Anche il Governo sa che, in Europa, la presunzione di innocenza ha una latitudine diversa, rispetto alla presunzione di non colpevolezza contenuta nell’art. 27 della Costituzione.
L’art. 6 della Convenzione EDU, infatti, tutela anche la “percezione pubblica” dell’individuo, cioè la sua sfera reputazionale, assicurando che, anche al di fuori o dopo la chiusura del procedimento penale, in assenza di un formale accertamento di colpevolezza, egli non possa essere ritenuto colpevole di un qualche crimine. Così che, una volta che l’individuo sia stato assolto, non è possibile una rivalutazione dei fatti oggetto del procedimento penale, pur se in sede diversa, perché ciò determinerebbe una violazione della sentenza di assoluzione incompatibile con le garanzie del giusto processo. Numerose sono, sul punto, le precedenti pronunce europee.
A fronte di tale aporia, l’Italia obietta che l’autonomia tra procedimenti assicura che quello di prevenzione non si basi sugli stessi fatti o sulle stesse prove di quello penale.
La verità, che ci ostiniamo a nascondere all’Europa, è invece esattamente il contrario.
Quello di prevenzione, nell’assoluta maggioranza (prossima alla totalità) dei casi prende origine da un procedimento penale, con il quale condivide la base probatoria. Nel senso che il fascicolo delle indagini preliminari diventa, nella sostanza, il fascicolo del Tribunale di prevenzione.
Sostenere il contrario non è serio.
Sostenerlo nel caso Cavallotti, nel quale i decreti di confisca sono espressamente motivati con l’accertamento dei fatti contenuto nelle sentenze penali, è semplicemente uno spergiuro.

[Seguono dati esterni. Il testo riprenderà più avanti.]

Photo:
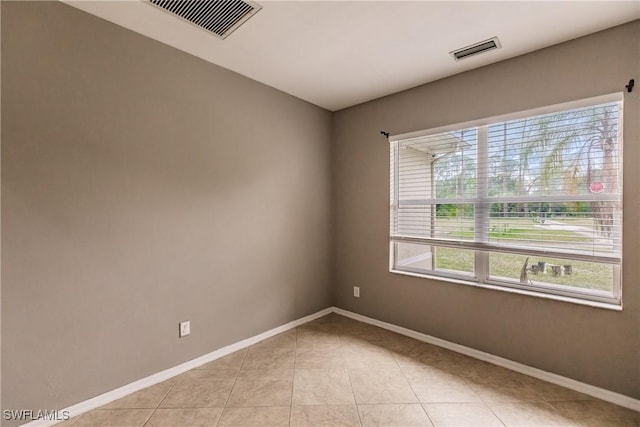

Sostenerlo dopo l’introduzione dell’art. 578-ter del codice di rito penale, che prevede espressamente l’ambulatorietà dell’azione pubblica dal processo penale a quello di prevenzione (e, quindi, sancisce per Legge che i due procedimenti sono interconnessi tra loro), è da doppelganger: il Governo si è inconsapevolmente sdoppiato, proiettando in Europa una differente – e più malvagia – versione di sé.
All’Europa, spieghiamo magari anche “dove va” la prevenzione, non solo “da dove viene”.
Sull’autonomia, intesa come l’intende la giurisprudenza convenzionale, non c’è davvero altro da dire.
Sulla diversità di funzione, invece, si.
Formalmente, infatti, le misure di prevenzione patrimoniale da pericolosità “qualificata” (nel caso dei Cavallotti, viene in rilievo una presunta contiguità mafiosa) hanno natura praeter delictum, cioè al di là della commissione (e, quindi, dell’accertamento) di un fatto costituente reato. Il Tribunale, infatti, deve rendere un giudizio di pericolosità e non di colpevolezza.
Questo prevede il Testo Unico antimafia che, se la Corte Edu dovesse qualificare la confisca come sanzione penale, non sarebbe parte più conforme a Costituzione.
Il problema, in questo caso, è tuttavia di merito.
Il governo, tramite l’avvocatura, cerca di tracciare un impalpabile confine tra i concetti di partecipazione (rilevante nel processo penale) ed appartenenza (rilevante nel procedimento di prevenzione) mafiosa, così come tra quelli di “contiguità” e “soggiacenza”.
Immaginiamo quale possa essere lo stupore dei Giudici europei a recepire questi distinguo, frutto di una semantica costituita da vocaboli pensati con il solo fine di spiazzare chi legge le risposte del governo e, soprattutto, usati per “non farsi intendere”.
Ma, nelle risposte ai quesiti posti dalla Corte EDU. Il Governo omette di riferire la circostanza più importante: all’esito dei vari gradi del procedimento penale, i Cavallotti sono stati ritenuti VITTIME della mafia.
Possono allora, le vittime della mafia essere considerate pericolose per la collettività e, in quanto tali, diventare vittime anche dello Stato?